Learning all about the process of design

The spring semester of Polly's Masters in Landscape Architecture is well underway and teaching has turned to focus on the principles of design.

Every few weeks my class is tasked with redesign a site on campus.

Site analysis: past, present and future

Each student begins by completing a site analysis including recording key information about the current state of the site. Environmental conditions, soft and hard landscaping, how many people use the site, what time of day it's used and who occupies the surrounding buildings are all recorded and reported back to the class. Any problems or limitations with the site, lack of access or underground utility lines, are also recorded in order to determine what changes should be made.

Site redesign: deciding on your theme

Next, we find a theme for the redesign that's relevant to the site. The best way to choose a theme is by researching the history, current use and location of the site. My project themes are usually inspired by the surrounding architecture or the subjects being studied in the surrounding buildings. 

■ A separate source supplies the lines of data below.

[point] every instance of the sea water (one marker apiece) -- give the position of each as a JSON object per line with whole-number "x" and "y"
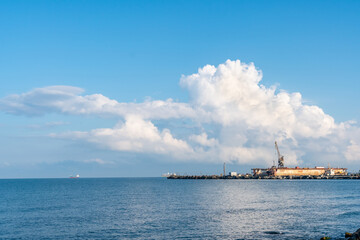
{"x": 158, "y": 208}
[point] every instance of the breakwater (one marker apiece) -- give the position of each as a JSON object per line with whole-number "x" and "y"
{"x": 357, "y": 176}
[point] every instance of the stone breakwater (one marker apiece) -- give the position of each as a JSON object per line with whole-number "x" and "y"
{"x": 249, "y": 176}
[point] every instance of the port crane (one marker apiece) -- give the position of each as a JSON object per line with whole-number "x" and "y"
{"x": 280, "y": 157}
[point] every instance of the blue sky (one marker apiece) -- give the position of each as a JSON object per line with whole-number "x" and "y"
{"x": 137, "y": 51}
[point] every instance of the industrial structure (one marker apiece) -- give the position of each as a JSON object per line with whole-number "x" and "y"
{"x": 282, "y": 171}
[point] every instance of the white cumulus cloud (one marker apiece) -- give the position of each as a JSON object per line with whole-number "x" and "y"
{"x": 236, "y": 119}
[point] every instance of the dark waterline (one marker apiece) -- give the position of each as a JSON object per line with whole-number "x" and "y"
{"x": 157, "y": 208}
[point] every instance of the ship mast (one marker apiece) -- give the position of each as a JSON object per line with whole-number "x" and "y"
{"x": 280, "y": 157}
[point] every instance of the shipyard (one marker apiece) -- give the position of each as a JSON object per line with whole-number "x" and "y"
{"x": 278, "y": 172}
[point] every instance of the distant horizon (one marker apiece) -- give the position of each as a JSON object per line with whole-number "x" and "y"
{"x": 136, "y": 88}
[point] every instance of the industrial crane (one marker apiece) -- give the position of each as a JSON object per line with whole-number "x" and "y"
{"x": 280, "y": 157}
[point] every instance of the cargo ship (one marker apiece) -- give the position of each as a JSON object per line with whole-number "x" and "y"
{"x": 282, "y": 171}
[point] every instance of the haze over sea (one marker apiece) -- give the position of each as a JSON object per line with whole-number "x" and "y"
{"x": 158, "y": 208}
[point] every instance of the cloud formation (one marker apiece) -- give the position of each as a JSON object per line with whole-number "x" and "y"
{"x": 237, "y": 119}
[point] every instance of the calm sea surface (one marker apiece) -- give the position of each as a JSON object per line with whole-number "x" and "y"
{"x": 157, "y": 208}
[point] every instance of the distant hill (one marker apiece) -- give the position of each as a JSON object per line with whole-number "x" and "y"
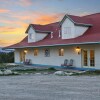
{"x": 6, "y": 50}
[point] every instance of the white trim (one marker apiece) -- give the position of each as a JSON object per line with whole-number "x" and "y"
{"x": 60, "y": 44}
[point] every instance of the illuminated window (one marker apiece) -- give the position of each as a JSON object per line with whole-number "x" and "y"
{"x": 47, "y": 52}
{"x": 35, "y": 52}
{"x": 61, "y": 52}
{"x": 31, "y": 36}
{"x": 67, "y": 30}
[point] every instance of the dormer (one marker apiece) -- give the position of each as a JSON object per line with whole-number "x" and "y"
{"x": 35, "y": 35}
{"x": 73, "y": 26}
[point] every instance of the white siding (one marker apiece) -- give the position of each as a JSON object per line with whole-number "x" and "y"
{"x": 75, "y": 30}
{"x": 17, "y": 56}
{"x": 31, "y": 31}
{"x": 36, "y": 36}
{"x": 40, "y": 36}
{"x": 55, "y": 59}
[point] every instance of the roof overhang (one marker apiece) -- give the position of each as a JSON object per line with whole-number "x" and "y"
{"x": 37, "y": 31}
{"x": 78, "y": 24}
{"x": 69, "y": 44}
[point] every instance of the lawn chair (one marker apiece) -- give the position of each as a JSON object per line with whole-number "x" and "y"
{"x": 27, "y": 62}
{"x": 71, "y": 62}
{"x": 65, "y": 63}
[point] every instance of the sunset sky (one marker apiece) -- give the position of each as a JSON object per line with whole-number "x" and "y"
{"x": 16, "y": 15}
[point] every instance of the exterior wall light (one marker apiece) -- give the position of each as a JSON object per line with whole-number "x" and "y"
{"x": 78, "y": 50}
{"x": 25, "y": 51}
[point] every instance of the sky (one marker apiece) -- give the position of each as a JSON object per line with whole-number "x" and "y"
{"x": 16, "y": 15}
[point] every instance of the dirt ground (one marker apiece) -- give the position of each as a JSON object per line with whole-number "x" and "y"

Design concepts: getting ideas onto paper

Sketching out ideas on paper is a good technique for exploring design concepts. Creating plans highlighting alterations to be made, and areas of the site to be retained, can be used as a starting point. It’s also helpful to make conceptual drawings experimenting with spatial forms that express your theme. All these drawings provide a base for the schematic site plan, the final plan for your design which should be drawn to scale, showing exactly how the new site will look. Supporting drawings representing the site from different perspectives can be developed to provide a clearer idea of materials to be used and space between objects.

Polly's recommended garden design considerations

If you’re interested in designing a garden, here are some key things to consider when working through the design process:

  • What are the environmental conditions of the site (climate, soil type, location)?
  • Why are you choosing one design intervention over another?
  • Can you determine which of your design ideas are the strongest and most suit the site conditions?
  • What is the function of each space within your design?
  • What are the connections with the existing site and surrounding architecture?
  • Are you solving existing problems within the site? 
  • Is your design benefitting the ultimate user of the site?

The essential message being taught within my design class is that every landscape tells a story of its historical, cultural, and environmental past and present. Our job as designers is to evaluate each landscape through these facets, creating spaces for humans and wildlife with emphasis on sustainability, functionality and aesthetics.